In this book, Lamis Elmy Abdelaaty asks why states sometimes assert their sovereignty vis-à-vis refugee rights and at other times seemingly cede it by delegating refugee oversight to the United Nations. To explain this selective exercise of sovereignty, Abdelaaty develops a two-part theoretical
framework in which policymakers in refugee-receiving countries weigh international and domestic concerns. Policymakers in a receiving country might decide to offer protection to refugees from a rival country in order to undermine the sending country's stability, saddle it with reputation costs, and
even engage in guerilla-style cross-border attacks.
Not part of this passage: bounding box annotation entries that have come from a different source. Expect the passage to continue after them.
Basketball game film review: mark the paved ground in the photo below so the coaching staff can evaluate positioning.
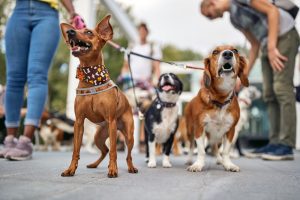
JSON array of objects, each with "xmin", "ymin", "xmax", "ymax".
[{"xmin": 0, "ymin": 152, "xmax": 300, "ymax": 200}]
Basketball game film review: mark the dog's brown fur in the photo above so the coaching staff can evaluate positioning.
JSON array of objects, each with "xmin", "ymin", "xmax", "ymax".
[
  {"xmin": 184, "ymin": 46, "xmax": 249, "ymax": 171},
  {"xmin": 61, "ymin": 15, "xmax": 138, "ymax": 177}
]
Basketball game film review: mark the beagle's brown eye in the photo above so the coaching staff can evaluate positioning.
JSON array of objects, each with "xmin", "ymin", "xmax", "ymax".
[
  {"xmin": 213, "ymin": 50, "xmax": 219, "ymax": 55},
  {"xmin": 85, "ymin": 30, "xmax": 93, "ymax": 35},
  {"xmin": 232, "ymin": 49, "xmax": 239, "ymax": 53}
]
At the domestic level, policymakers consider political competition among ethnic groups--welcoming refugees who are ethnic kin of citizens can satisfy domestic constituencies, expand the base of support for the government, and encourage mobilization
along ethnic lines. When these international and domestic incentives conflict, the state shifts responsibility for refugees to the UN, which allows policymakers to placate both refugee-sending countries and domestic constituencies.

Abdelaaty analyzes asylum admissions worldwide, and then examines three case studies in-depth: Egypt (a country that is broadly representative of most refugee recipients), Turkey (an outlier that has limited the geographic application of the Refugee Convention), and Kenya (home to one of the largest
refugee populations in the world). Discrimination and Delegation argues that foreign policy and ethnic identity, more so than resources, humanitarianism, or labor skills, shape reactions to refugees.